The total of August 2016 is wrong in this table. It actually is 1,009,350 and all calculations below will be based on it.
While the total expenditure increased by only 6%, physician office visits expenditure increased by 15%. Physician office visits also have the biggest slice of the expenditure pie. In August 2016 physician visits accounted for 40% of total expenditure which is huge. It means either the company is either paying a lot to their physicians or they are visiting the office a lot. Either way, this can be reduced by limiting the no. of office visits or charging more after a certain number of visits or its cost can be compensated by charging more from the company. One thing to note here is that the Green Guard allocated 30% to physician visits while spending 38% on them. The company does not allocate the revenue by guessing, they have data from previous customers and from other companies so the Green Guard needs to investigate further into the matter.

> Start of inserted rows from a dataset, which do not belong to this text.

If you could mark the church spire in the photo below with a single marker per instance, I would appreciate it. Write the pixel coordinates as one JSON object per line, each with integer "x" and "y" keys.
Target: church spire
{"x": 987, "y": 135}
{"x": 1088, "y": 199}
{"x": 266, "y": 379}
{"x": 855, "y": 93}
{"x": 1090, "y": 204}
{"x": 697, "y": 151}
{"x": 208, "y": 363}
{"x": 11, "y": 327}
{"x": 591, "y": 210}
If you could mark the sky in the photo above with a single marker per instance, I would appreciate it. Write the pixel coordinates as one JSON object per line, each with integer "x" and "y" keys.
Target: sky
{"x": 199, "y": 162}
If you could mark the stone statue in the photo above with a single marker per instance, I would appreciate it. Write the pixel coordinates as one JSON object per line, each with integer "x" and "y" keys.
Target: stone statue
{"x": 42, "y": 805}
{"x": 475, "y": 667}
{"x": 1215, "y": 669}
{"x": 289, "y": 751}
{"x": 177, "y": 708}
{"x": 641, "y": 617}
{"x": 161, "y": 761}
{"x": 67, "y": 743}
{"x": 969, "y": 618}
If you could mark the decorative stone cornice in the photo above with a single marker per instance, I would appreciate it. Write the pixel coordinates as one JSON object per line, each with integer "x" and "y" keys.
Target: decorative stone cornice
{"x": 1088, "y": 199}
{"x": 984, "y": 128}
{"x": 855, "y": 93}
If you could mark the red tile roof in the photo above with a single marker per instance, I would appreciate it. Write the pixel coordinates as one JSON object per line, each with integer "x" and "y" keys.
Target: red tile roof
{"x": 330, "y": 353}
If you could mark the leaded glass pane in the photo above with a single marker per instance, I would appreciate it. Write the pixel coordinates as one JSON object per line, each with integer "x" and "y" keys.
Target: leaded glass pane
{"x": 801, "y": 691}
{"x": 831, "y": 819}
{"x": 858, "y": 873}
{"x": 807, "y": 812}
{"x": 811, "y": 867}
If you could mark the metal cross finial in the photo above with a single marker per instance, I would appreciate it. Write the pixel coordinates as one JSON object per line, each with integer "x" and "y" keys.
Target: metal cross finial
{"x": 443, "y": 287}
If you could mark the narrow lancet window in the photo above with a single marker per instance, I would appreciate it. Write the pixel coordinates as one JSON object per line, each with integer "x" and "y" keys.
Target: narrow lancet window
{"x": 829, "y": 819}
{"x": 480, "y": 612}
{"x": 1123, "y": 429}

Hospital and surgical services meant to account for 55% of total revenue but its expenditure is 52% of the total expenditure and physician office visits should account for 30% of total expenditure but they are 38%. so Hospital and surgical services are clearly more profitable because physician visits are causing losses to the company. In absolute terms, expenditure for Hospital and surgical services should be 568,837.5 but it is 527,900 while physician expenditure should be 310,275 while it is 391,450.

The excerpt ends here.